I asked a European what do you call Karens in your country? He said, "American women."
Hes Jokes
Have you heard about the pedophile who was guilty of robbery?
He took a girl's innocence.
Why did Kenny die?
Was he trying to kill himself? Was he just dicking around?
Your dad is Spider-Man because heβs far from home.
Stephen Hawking said he wants other physicists to follow in his footsteps.
Why did the Puerto Rican American πΊπΈ π΅π· that was a gay male πΊπΈ π΅π· that was born physically challenged not say anything to a group of gay white men that were not physically challenged after they called him a size queen after the Puerto Rican American πΊπΈ π΅π· that was born physically challenged was done taking turns giving them a blowjob and was done taking turns swallowing their sweet cum? πΊπΈ π΅π·
Because it was the best meal that he ever had since he has been in prison for 30 years. πΊπΈ π΅π·
Mom: ON THE PHONE WITH CHILD- Honey, is Dad late to pick you up again?
Child: No, Mum. Dad is here, but he is talking about me to Mrs. Lili, the math teacher.
Mom: Can you hear them?
Child: I think... they are watching a good movie.
Mom: Why do you think that?
Child: Because I keep hearing this *HOLDS ONTO PHONE* and clap, clap, clap.

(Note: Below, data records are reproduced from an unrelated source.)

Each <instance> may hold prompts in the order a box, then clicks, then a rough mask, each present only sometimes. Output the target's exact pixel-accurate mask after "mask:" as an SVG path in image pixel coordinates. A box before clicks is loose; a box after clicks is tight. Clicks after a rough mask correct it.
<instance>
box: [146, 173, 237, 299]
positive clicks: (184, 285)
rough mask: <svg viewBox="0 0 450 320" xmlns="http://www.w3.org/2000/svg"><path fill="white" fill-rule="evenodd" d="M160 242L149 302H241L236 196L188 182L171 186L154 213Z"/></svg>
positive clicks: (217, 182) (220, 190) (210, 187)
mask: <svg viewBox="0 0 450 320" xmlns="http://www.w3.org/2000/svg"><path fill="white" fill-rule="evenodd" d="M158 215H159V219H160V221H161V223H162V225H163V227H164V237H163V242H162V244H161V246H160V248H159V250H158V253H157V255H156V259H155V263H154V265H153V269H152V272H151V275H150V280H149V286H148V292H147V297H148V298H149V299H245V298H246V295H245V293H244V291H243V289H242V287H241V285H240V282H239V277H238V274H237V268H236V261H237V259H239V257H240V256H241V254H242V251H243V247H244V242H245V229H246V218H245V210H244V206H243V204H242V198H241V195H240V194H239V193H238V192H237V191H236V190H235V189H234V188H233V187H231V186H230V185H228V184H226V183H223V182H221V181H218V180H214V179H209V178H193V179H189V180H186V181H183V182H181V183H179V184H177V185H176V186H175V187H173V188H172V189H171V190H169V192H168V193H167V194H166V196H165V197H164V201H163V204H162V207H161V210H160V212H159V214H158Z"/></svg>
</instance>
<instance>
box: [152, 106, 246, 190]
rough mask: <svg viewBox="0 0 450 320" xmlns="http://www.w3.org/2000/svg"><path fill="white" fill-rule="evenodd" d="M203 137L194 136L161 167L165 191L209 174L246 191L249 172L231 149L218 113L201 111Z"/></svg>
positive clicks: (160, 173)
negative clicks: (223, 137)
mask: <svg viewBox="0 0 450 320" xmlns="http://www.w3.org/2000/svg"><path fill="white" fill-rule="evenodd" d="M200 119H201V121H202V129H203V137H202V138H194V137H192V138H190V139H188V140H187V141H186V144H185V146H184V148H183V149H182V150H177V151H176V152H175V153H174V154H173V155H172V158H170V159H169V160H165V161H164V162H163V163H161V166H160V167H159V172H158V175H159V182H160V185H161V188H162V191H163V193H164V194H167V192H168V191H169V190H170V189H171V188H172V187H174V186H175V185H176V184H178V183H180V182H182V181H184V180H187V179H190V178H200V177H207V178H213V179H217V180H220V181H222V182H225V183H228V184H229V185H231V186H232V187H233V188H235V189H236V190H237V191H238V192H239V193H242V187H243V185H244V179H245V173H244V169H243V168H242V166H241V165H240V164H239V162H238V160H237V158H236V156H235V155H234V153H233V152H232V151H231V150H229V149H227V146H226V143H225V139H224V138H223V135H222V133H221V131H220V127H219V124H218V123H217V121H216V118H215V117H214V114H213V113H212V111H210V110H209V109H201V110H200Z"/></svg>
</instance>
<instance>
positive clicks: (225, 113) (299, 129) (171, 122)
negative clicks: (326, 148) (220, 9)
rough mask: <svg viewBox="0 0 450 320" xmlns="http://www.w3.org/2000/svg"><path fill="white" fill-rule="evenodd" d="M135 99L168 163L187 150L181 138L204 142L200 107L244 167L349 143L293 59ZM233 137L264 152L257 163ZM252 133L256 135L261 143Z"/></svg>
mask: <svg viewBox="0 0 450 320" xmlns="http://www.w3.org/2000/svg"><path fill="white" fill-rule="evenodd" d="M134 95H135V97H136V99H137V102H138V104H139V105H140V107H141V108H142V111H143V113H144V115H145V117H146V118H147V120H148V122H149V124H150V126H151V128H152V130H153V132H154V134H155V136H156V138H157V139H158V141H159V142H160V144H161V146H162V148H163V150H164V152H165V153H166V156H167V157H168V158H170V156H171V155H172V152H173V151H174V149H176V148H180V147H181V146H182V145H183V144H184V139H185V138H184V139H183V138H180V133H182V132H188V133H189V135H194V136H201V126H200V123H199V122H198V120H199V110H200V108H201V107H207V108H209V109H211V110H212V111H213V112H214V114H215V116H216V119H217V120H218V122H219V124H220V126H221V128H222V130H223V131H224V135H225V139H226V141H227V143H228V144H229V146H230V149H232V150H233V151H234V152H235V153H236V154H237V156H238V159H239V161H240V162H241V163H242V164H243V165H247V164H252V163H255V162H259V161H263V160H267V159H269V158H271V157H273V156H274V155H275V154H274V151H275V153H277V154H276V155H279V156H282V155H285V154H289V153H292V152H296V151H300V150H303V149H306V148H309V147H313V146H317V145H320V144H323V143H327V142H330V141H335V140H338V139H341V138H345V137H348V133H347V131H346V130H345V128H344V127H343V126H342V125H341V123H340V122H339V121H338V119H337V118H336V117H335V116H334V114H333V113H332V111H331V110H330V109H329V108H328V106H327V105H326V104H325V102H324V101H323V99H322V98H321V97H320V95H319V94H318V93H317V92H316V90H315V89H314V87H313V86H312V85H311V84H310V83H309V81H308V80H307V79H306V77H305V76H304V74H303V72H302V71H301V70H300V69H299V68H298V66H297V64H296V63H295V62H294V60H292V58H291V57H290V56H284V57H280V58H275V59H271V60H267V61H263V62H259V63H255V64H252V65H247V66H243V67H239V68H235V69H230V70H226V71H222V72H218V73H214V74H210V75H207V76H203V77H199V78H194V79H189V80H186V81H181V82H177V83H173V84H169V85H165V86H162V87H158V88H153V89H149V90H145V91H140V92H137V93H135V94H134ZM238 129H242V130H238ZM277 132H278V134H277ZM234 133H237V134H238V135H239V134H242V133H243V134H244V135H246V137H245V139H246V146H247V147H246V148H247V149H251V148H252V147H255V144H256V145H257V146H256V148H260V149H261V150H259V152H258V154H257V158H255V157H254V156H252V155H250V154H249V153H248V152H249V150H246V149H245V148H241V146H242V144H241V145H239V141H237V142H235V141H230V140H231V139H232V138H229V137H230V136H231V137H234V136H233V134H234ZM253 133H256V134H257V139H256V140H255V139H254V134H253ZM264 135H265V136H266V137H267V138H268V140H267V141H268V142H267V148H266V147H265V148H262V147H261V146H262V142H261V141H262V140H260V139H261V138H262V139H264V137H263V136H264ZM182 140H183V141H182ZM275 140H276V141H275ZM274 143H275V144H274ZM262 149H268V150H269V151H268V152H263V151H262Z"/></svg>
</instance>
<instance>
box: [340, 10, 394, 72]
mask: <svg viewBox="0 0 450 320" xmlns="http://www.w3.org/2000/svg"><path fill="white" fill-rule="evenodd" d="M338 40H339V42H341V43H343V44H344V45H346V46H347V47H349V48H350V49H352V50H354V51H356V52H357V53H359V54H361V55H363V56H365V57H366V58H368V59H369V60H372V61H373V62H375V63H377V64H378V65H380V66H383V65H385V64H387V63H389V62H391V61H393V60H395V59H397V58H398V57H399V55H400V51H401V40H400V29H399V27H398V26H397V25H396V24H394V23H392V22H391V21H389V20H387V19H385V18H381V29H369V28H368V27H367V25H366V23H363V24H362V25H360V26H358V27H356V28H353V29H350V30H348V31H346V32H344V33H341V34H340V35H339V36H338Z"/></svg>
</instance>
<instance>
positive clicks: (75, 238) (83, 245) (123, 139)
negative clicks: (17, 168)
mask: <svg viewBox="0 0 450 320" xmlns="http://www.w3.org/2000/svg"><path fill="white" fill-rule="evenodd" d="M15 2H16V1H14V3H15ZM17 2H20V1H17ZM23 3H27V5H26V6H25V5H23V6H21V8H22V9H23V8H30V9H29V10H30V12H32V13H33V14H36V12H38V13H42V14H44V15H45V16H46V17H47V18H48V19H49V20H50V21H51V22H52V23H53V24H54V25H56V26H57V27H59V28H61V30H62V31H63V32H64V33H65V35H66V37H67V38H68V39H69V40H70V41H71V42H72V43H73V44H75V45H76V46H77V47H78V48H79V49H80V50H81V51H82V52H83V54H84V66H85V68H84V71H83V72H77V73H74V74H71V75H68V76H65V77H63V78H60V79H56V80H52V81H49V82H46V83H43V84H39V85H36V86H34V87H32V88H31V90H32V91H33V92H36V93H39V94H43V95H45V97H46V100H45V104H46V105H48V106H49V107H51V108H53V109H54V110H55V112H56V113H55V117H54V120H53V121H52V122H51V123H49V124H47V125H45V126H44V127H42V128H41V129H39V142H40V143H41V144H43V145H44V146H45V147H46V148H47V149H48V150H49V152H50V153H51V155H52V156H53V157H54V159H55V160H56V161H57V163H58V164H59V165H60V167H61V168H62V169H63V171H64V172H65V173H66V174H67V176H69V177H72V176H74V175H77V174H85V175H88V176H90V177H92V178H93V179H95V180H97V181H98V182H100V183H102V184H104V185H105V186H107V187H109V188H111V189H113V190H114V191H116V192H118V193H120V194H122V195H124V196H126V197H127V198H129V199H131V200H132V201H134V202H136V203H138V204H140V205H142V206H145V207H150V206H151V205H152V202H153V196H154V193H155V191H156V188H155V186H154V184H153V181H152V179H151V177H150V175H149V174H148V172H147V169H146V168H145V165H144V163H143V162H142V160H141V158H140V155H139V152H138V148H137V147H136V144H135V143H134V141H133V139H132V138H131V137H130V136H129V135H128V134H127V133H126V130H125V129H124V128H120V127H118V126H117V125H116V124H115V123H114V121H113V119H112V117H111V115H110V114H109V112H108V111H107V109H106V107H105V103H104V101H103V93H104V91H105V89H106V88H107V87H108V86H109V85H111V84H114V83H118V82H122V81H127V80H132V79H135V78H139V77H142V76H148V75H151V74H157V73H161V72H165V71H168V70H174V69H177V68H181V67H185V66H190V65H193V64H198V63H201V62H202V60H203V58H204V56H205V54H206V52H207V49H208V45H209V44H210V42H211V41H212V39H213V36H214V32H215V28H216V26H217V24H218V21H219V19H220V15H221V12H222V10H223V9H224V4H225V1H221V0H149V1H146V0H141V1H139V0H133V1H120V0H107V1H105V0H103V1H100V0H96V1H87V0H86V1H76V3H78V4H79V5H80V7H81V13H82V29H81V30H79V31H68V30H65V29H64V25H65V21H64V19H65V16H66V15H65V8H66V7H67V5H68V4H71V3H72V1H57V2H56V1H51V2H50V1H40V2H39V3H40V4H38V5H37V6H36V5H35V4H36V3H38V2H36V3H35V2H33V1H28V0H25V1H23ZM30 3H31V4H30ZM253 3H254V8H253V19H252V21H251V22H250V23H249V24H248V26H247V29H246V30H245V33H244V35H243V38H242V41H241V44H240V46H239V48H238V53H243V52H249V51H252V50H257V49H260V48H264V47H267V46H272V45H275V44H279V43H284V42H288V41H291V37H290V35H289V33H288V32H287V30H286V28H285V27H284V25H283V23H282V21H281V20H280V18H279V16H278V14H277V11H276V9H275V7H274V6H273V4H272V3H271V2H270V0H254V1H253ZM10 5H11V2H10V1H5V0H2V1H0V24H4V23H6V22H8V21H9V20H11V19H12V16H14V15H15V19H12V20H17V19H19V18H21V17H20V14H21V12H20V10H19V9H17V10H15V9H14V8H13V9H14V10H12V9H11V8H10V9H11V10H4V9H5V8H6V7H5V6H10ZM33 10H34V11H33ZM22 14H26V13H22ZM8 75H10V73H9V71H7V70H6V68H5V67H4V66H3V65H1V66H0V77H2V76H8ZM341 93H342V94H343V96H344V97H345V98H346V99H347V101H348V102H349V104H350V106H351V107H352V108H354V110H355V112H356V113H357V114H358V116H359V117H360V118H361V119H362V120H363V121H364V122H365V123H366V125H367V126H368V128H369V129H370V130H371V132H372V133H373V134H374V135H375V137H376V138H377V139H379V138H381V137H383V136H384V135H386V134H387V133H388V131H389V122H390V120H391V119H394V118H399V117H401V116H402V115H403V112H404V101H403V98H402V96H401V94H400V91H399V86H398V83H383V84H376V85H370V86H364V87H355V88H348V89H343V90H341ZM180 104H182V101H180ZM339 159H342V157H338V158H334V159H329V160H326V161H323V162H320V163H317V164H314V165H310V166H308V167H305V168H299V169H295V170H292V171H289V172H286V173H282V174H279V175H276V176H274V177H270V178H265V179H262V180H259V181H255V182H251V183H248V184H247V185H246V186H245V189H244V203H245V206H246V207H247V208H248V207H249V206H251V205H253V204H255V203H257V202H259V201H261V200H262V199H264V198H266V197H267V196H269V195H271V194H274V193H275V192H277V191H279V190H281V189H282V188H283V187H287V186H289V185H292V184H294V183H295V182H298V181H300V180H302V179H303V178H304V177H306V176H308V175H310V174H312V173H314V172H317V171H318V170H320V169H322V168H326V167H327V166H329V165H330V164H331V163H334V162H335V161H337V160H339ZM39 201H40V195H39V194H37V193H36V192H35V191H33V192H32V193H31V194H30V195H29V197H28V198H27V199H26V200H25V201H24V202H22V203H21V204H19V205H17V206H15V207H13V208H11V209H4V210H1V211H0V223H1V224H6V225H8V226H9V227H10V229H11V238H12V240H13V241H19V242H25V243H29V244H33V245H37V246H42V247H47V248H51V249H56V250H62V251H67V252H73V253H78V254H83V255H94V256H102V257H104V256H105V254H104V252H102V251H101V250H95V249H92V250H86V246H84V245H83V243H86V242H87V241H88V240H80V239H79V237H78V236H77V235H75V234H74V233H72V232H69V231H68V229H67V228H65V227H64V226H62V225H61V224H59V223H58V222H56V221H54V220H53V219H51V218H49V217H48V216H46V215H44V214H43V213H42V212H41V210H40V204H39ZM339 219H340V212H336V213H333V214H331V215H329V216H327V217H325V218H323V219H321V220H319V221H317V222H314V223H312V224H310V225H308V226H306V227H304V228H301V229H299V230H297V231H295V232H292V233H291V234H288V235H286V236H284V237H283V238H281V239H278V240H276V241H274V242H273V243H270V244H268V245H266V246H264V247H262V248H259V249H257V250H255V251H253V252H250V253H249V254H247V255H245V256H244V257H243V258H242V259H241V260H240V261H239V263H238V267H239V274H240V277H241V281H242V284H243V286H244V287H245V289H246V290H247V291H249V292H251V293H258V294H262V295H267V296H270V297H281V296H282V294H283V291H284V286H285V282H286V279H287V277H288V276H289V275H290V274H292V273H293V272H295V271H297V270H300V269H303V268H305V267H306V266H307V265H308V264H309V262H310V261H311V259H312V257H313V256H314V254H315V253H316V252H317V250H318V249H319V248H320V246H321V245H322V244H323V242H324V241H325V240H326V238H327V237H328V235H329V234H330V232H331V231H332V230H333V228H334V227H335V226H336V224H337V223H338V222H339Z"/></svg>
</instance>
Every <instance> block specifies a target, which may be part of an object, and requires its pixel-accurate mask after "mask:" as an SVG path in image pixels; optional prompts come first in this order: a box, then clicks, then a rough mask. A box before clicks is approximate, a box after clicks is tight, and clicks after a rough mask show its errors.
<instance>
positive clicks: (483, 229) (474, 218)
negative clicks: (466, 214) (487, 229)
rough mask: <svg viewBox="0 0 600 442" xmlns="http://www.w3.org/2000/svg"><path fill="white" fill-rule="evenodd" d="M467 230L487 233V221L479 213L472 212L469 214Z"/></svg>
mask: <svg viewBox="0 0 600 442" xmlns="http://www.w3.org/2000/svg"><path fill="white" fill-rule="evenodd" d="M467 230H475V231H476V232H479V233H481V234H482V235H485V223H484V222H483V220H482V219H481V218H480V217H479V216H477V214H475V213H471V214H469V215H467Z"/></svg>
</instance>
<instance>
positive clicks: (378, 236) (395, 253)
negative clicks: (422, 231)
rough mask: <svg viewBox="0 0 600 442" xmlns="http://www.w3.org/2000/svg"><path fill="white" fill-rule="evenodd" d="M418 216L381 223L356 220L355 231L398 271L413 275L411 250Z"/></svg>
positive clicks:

Look, Bono is a great guy, but shopping with him is a pain, because he still hasn't found what he is looking for.
So, a woman gives birth to a child, and the doctor grabs it by the leg and holds it upside down. Then, he starts swinging it around the room, slamming it into the furniture. The mother tries to get up and starts screaming and crying, βLet my baby go, you sick bastard!β The doctor looks at the mother and stops swinging the baby. He is holding it by the left leg and starts chuckling, βIβm just kidding, it was already dead.β
Q. Why did the kid drop his ice cream cone?
A. Because he got hit by a truck.
I was once friends with a schizophrenic emo. He tried high-fiving a tree, but it only left him hanging.
Why did the orphan turn gay?
A: Because he wanted someone to call him "daddy."
My grandpa told me I was too dependent on devices. I told him he was a hypocrite and unplugged him from his life support.
My friend in a wheelchair is autistic and tried to fight me, so I said: "If you wanna fight me, I'll run up the stairs, and by the time you get up the stairs, I'll already be down the stairs waiting," and he started crying.
We all know 6 is scared of 7 because 789, but why did 10 have PTSD?
He was stuck in the middle of 9/11...
A man sees a crying woman by a pond. She is in a wheelchair and has no arms or legs.
He asks her why she is crying, and she answers that she has never been hugged. Feeling pity, he hugs her, then jogs away.
The next day, he finds her crying again, and she says she has never been kissed. The man kisses her and jogs away again.
On the third day, the man sees her crying and asks her thrice. She tells him she has never been fucked. The man picks her up and throws her in the pond, telling her, "You're fucked now!"
Everybody knows the joke: Why was 6 afraid of 7? Because seven ate nine.
But why was 10 scared? Because he was right in the middle of 9/11.
You call your dad the sun because he is 90 million miles away.
Did you hear about the guy that posts all of the "Hairline Jokes"?
Answer: Yeah, he's a COMPLETE IDIOT!
The dear God created the man.
Then he created woman.
When he then saw what he had done, he took care of tobacco and alcohol.